Here’s what we know:
Antibiotic resistant infections are on the rise. The Centers for Disease Control warns that dangerous bacteria are increasingly resistant to our arsenal of antibiotics. The World Health Organization (WHO) has warned, “Things as common as strep throat or a child’s scratched knee could once again kill…a post-antibiotic era means, in effect, an end to modern medicine as we know it.”
Source: Data collected from hospital intensive care units that participate in the National Nosocomial Infections Surveillance System of the Centers for Disease Control.
At the same time, few new antibiotics are being developed.
Source: Infectious Diseases Society of America Clin Infect Dis. 2011; 52:S397-S428
According to the Food and Drug Administration (FDA), 70% of all medically important antibiotics sold in the U.S. are used in food animal production. As I discussed here, four times the amount of antibiotics was sold for use on chickens, pigs, cows and other food animals than for human medicine in 2011. The vast majority are used to promote more rapid animal growth or as a substitute for better management practices to prevent disease.
This type of routine, low-dose use of antibiotics creates a breeding ground for resistant bacteria, known as "superbugs". These superbugs can leave livestock operations via multiple pathways, contributing to the rise in antibiotic resistant infections:
America's leading medical, scientific and public health organization agree that this overuse and misuse of important antibiotics in food animals must end in order to protect human health and have been ringing the alarm for years.
When institutions like these raise a red flag, it’s time to listen and act – not stick your head in the sand and hope the problem goes away.
Unfortunately, as my colleague Avi discussed here, FDA’s solution has been to offer loophole-laden recommendations to the drug and livestock industries and invite livestock producers to voluntarily reduce their use of antibiotics. FDA should be moving forward with mandatory action to stop the misuse of antibiotics in livestock production. The livestock industry keeps suggesting that there is not enough information to act. Scientists and the medical community say otherwise; there is more than enough information for us to act to address this health threat.
But more data is better; let’s gather it.
Improved monitoring and reporting requirements for antibiotic sales are critical to better understand the trends in antibiotic resistance and to track whether efforts to address this public health crisis are working to reduce antibiotics use and resistance. A broad coalition of medical, public health, scientific, agricultural, consumer, environmental, humane, and other organizations, representing more than 11 million supporters, has called for Congress and the FDA to create meaningful antibiotic use reporting requirements to address these basic data needs.
Despite the urgency of the situation, here are some of the things that we do not know:
Which drugs are being used on which animals. Currently, no reliable information is collected on the animal species in which the drugs are actually used except in the rare case where a drug is approved for a single species.
How the drugs are being used.

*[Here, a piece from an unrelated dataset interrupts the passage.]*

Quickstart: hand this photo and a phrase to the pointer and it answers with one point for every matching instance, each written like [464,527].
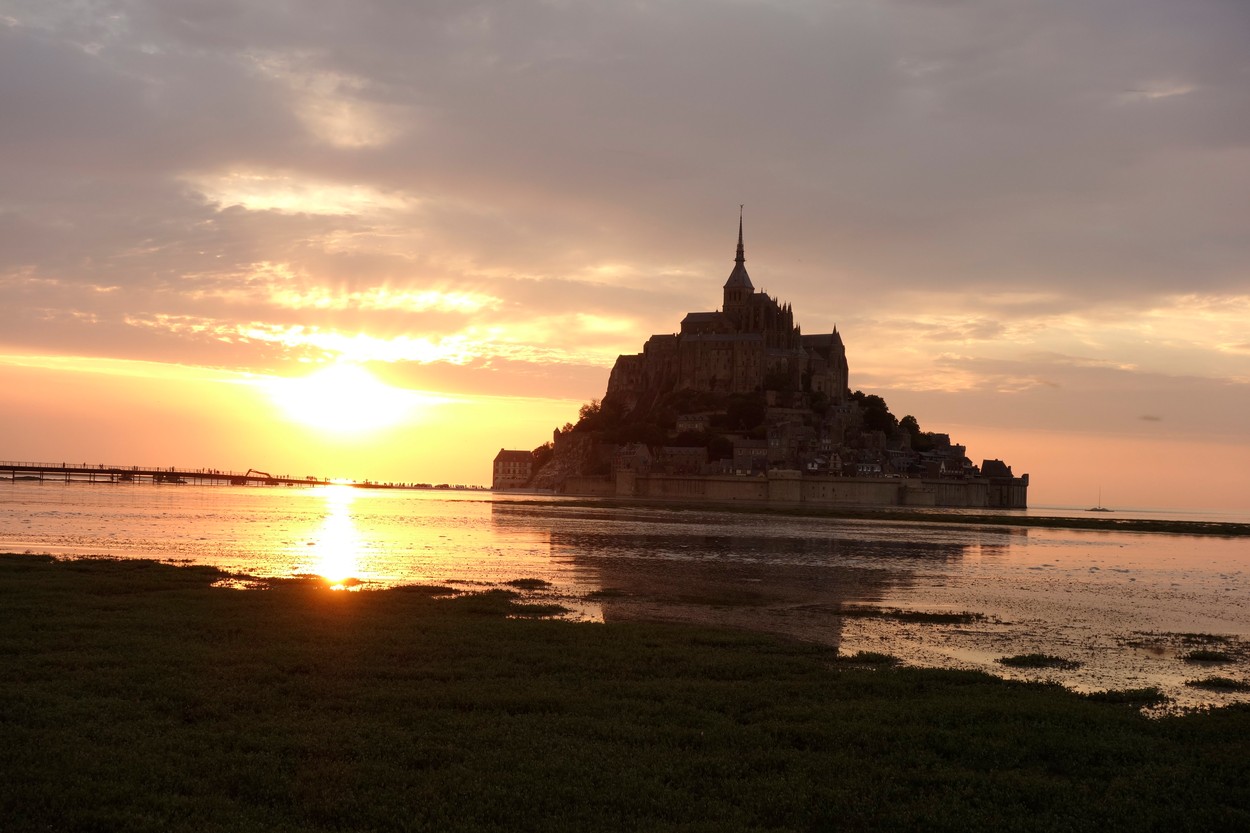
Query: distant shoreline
[1100,523]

FDA does not currently publicly disclose information on antibiotic sales by method of antibiotic administration (i.e., by feed, water, or injection) although it acknowledges that group delivery of antibiotics to large numbers of animals, such as via feed or water, poses a higher risk for breeding resistant superbugs.
For what purpose the drugs are being used. FDA does not disclose what information it has on purpose of use or on the amount of sales over-the-counter versus by prescription or other means.
How important the drugs being used are. FDA does not break out information on antibiotic sales by the medical importance of the drugs.
This week, Representatives Henry Waxman and Louise Slaughter took an important step in the right direction, by including new reporting requirements in the recently introduced and aptly named "Delivering Antimicrobial Transparency in Animals Act"—or “DATA Act.” The DATA Act would require drug companies to provide better information to the FDA on how their products are being used by the livestock industry and require FDA to provide more informative public summaries of both the new information and the data it already collects (but does not disclose). It would also require large poultry, swine and other livestock producers to report to FDA on the type and amount of antibiotics in feed given to their animals.
The DATA Act won’t solve the larger problem of antibiotic abuse in the livestock sector, but it is a common sense step towards better regulation of antibiotics in livestock to ensure that the effectiveness of these life-saving drugs is not being squandered by the livestock industry, putting the public health at risk. [Unfortunately, such common sense did not prevail in the Senate this week. Read about it here.]
The Obama administration should step up and support the DATA act. We need to ensure that our antibiotics work when we need them most and a lack of information on antibiotics use in the livestock industry can’t remain an excuse for inaction. Greater transparency in the administration of these precious drugs to food animals is critical to confronting this public health crisis.